Administration Actions

  • In April, HHS granted 204 waivers that exempt certain health plans from coverage-level mandates in the federal health reform law, bringing the total number of plans that have received the exemption to 1,372. The waivers have been granted to employers that offer low-cost health plans, or “mini-med” plans, and provide a one-year exemption from a provision in the reform law that prohibits caps on health benefits (Pecquet, “Healthwatch,” The Hill, 5/13).
  • In related news, HHS has granted temporary waivers to New Hampshire and Nevada to exempt the states from new medical-loss ratio regulations in the health reform law. The regulation requires insurers to spend at least 80% or 85% of their premium dollars on direct medical costs. Under the waiver for New Hampshire, the state will be allowed to gradually transition the state’s insurers to the mandated medical-loss ratio over the next three years. In Nevada, HHS granted a one-year adjustment to the medical-loss ratio rules, allowing insurers in the state to spend 75% of their premiums on direct medical costs (Baker, “Healthwatch,” The Hill, 5/13).

In the States

  • Minnesota is struggling to develop the state-based health insurance exchange mandated by the federal health reform law. Minnesota Republicans are feeling pressure to refuse to implement the exchange and hope that the U.S. Supreme Court eventually rules the overhaul unconstitutional. Meanwhile, Gov. Mark Dayton (D) — who supports the reform law — could offer his own proposal for an exchange.
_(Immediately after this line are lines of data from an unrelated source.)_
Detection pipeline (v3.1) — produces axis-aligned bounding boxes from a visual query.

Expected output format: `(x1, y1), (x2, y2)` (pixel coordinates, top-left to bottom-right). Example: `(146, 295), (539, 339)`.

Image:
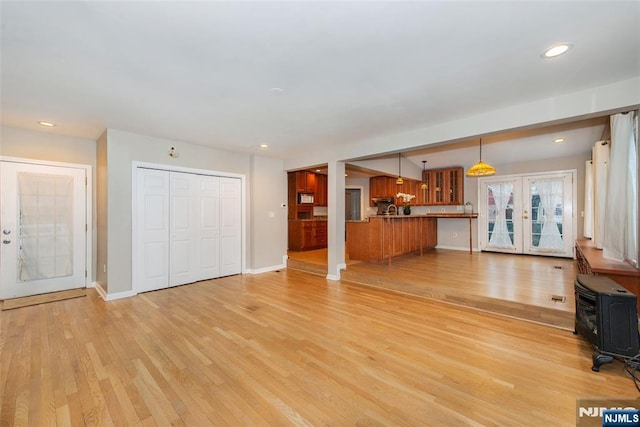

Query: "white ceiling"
(0, 1), (640, 167)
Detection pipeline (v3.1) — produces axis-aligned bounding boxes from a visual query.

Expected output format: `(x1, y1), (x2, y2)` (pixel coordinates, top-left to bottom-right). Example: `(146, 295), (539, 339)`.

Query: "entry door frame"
(131, 160), (247, 295)
(0, 156), (96, 294)
(477, 169), (578, 258)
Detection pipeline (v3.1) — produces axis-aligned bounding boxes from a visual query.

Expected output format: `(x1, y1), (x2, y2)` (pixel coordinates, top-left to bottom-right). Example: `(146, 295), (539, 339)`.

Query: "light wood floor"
(289, 249), (578, 330)
(0, 269), (637, 426)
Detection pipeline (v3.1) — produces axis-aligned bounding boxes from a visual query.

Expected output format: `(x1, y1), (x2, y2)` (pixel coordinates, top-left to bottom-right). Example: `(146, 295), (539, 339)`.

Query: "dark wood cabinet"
(291, 171), (316, 193)
(346, 216), (438, 262)
(313, 173), (328, 206)
(369, 167), (464, 206)
(287, 171), (316, 220)
(422, 167), (464, 205)
(289, 221), (327, 251)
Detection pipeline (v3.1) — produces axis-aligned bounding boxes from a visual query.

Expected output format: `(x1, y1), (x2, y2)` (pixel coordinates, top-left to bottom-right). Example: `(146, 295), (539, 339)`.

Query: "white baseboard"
(436, 245), (479, 252)
(245, 263), (287, 274)
(93, 282), (137, 301)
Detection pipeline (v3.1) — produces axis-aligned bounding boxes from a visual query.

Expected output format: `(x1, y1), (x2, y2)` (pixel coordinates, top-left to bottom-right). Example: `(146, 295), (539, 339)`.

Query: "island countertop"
(346, 215), (438, 263)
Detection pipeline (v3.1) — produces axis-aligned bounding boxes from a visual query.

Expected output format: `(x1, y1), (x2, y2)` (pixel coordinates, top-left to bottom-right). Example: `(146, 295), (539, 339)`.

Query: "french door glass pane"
(487, 181), (514, 248)
(529, 178), (564, 251)
(18, 172), (73, 282)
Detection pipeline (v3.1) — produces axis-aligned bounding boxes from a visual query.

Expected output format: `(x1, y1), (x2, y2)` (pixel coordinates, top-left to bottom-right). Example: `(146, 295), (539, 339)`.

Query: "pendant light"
(467, 138), (496, 177)
(420, 160), (427, 190)
(396, 153), (404, 185)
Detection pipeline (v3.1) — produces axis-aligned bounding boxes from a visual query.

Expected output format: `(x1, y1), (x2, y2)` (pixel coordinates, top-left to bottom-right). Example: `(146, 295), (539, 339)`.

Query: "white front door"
(522, 173), (574, 257)
(0, 161), (87, 299)
(478, 172), (575, 257)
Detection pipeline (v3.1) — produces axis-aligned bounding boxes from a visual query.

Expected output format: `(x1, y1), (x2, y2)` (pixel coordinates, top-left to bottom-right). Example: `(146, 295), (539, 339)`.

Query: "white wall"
(0, 126), (97, 281)
(250, 156), (288, 273)
(94, 131), (109, 292)
(101, 129), (287, 295)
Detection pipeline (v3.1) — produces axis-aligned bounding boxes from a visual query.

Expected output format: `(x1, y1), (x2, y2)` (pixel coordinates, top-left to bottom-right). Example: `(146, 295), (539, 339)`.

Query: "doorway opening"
(344, 188), (362, 221)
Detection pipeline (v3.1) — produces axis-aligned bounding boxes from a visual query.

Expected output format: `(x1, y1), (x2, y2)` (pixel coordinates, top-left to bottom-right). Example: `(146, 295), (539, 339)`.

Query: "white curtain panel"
(602, 112), (638, 261)
(488, 181), (513, 248)
(18, 172), (73, 282)
(591, 141), (611, 249)
(536, 179), (564, 251)
(582, 160), (594, 239)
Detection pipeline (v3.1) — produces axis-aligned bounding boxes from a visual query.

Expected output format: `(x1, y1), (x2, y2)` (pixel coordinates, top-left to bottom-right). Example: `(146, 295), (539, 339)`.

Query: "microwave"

Republicans are concerned about what an exchange implemented by Dayton would include, but also are worried that the state would get a plan from the federal government if it does not create its own exchange (Gugliotta, Kaiser Health News/Washington Post, 5/16).
  • Last week, Washington Gov. Chris Gregoire (D) signed into law three of the measures to help the state comply with the federal health reform law: a bill (SSB 5445) to create the state’s health insurance exchange; a bill (ESSB 5122) to extend insurance coverage to children younger than the age of 26, remove lifetime benefit maximums and prevent insurance companies from denying coverage to people younger than age 19 because of pre-existing health conditions; and a bill (ESSB 5371) to provide an open enrollment period for residents younger than age 19 to purchase insurance (Barr, Modern Healthcare, 5/12).

On the Campaign Trail

  • On Monday, GOP presidential candidate and former House Speaker Newt Gingrich (R) sought to clarify comments he made over the weekend on NBC’s “Meet the Press” that some observers interpreted as support for the individual mandate provision in the federal health reform law. In a video on his website, Gingrich said, “I am completely opposed to the ObamaCare mandate on individuals,” adding that he believes “it is fundamentally wrong and … unconstitutional” (O’Brien, “Ballot Box,” The Hill, 5/16).

In the Courts

  • Two of the three judges from the Sixth U.S. Circuit Court of Appeals in Cincinnati who will hear a Michigan lawsuit on the constitutionality of the federal health reform law were nominated by Republican presidents. In the case — filed by the Thomas More Law Center in Ann Arbor, Mich. — a U.S. district court judge declared the law constitutional, prompting the center to appeal the ruling. The judges who will hear the case on June 1 are: Circuit Judge Boyce Martin, who was appointed by President Carter; Circuit Judge Jeffrey Sutton, who was appointed by President George W. Bush; and U.S. District Judge James Graham, who was appointed by President Reagan (Norman, CQ HealthBeat, 5/11).